What CMake does with all this
CMake 3.31 supports modules through FILE_SET CXX_MODULES:
add_library(mathlib)
target_sources(mathlib
PUBLIC FILE_SET CXX_MODULES FILES src/math.cppm)
target_compile_features(mathlib PUBLIC cxx_std_20)
add_executable(consumer src/consumer-math.cpp)
target_link_libraries(consumer PRIVATE mathlib)That looks fine. What it generates is not fine. A verbose Ninja build shows 8 steps:
- Dependency scan
consumer-math.cpp→ P1689R5.ddifile - Dependency scan
math.cppm→ P1689R5.ddifile cmake_ninja_dyndep: resolve the module dependency graph for mathlibcmake_ninja_dyndep: resolve the module dependency graph for consumer- Compile
math.cppmwith-fmodule-mapper=pointing to a generated modmap - Compile
consumer-math.cppwith-fmodule-mapper=for its dependencies ar: createlibmathlib.a- Link
consumer
The header-based equivalent? Two steps: compile and link.
Steps 1–4 are the dependency scanning pass — CMake runs the compiler with -fdeps-format=p1689r5 to extract module provides/requires, then feeds that into Ninja’s dynamic dependency mechanism. Steps 5–6 use synthesized -fmodule-mapper flags so GCC knows where each BMI lives. You don’t need to understand this to use modules with CMake. You absolutely need to understand this the moment step 4 produces the wrong graph and your build fails with a missing BMI that you can see sitting right there in the build directory.
And this is the good case. CMake’s module support is the most mature among mainstream build systems — it required changes to Ninja itself to support dyndep rules that re-evaluate the dependency graph mid-build. Meson has experimental support behind a feature flag. Bazel is working on it. If your project uses custom Makefiles — and a surprising number of game studios and embedded shops still do — you’re on your own for dependency scanning.
The gap
The language feature works.
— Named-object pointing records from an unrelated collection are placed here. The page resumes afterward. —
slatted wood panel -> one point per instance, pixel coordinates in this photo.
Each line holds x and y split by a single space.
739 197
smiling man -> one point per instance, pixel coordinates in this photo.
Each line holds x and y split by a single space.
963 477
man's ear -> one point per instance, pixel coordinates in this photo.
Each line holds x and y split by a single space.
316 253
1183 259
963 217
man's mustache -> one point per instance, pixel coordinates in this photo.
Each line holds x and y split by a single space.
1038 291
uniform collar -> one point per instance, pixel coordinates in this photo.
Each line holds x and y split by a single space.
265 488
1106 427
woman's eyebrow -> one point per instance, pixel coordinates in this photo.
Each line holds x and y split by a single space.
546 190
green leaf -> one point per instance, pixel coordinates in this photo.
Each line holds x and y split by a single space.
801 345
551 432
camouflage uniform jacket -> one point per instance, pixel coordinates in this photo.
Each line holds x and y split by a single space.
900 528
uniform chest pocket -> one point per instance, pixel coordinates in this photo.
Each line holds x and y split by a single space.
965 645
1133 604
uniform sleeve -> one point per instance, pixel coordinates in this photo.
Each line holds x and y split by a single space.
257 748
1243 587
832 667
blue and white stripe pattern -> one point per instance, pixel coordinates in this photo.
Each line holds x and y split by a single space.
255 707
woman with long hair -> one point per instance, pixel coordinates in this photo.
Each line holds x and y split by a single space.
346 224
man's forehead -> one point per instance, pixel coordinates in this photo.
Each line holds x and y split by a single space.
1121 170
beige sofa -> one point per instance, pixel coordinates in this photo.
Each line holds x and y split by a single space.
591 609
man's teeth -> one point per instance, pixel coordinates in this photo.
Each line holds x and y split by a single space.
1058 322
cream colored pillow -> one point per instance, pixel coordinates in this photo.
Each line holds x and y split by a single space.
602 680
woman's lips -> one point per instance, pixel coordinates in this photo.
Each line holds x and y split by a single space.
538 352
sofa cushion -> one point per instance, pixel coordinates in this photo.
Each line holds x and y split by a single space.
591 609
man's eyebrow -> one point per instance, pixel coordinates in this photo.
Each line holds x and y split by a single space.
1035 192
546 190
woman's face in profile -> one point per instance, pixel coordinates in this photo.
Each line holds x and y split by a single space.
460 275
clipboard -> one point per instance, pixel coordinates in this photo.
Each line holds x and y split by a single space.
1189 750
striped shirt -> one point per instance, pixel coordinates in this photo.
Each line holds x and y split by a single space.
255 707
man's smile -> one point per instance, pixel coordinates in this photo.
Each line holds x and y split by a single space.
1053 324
GCC compiles modules. Clang compiles modules. Macro isolation, separate compilation, name visibility — all correct, all as specified.
Here’s what doesn’t work: GCC needs -fmodules on top of -std=c++20, six years in. Clang demands explicit -fmodule-file= flags for every consumer, and neither compiler auto-discovers BMIs past trivial examples. import std; still needs manual bootstrapping on every major Linux distribution — no distro ships a pre-compiled PCM yet. CMake hides 8 build steps behind a clean API, and when step 4 goes wrong you need to understand P1689R5, dyndep, and -fmodule-mapper to debug it.
None of these are hard blockers for a team that has build system expertise and time to invest. All of them are walls for the median C++ project that has a working #include-based build and no appetite for migration risk.
The compile-time improvement is genuine — 2.75x on incremental builds, and that gap widens as headers get more complex. Macro isolation alone eliminates an entire class of bugs that every large codebase eventually hits. Explicit dependency graphs are architecturally correct.
But every successful module adoption I’ve seen had the same thing: one person who understood P1689R5, who knew the difference between --precompile and -fmodules, who could trace a missing BMI back to a scan failure in CMake’s dyndep output. That person is the module adoption. When they go on vacation, the build breaks and nobody knows why.
The language is ready. The question for your project is whether you have that person, and whether you can afford the month it takes to become that person. For most teams, in April 2026, the honest answer is: not yet.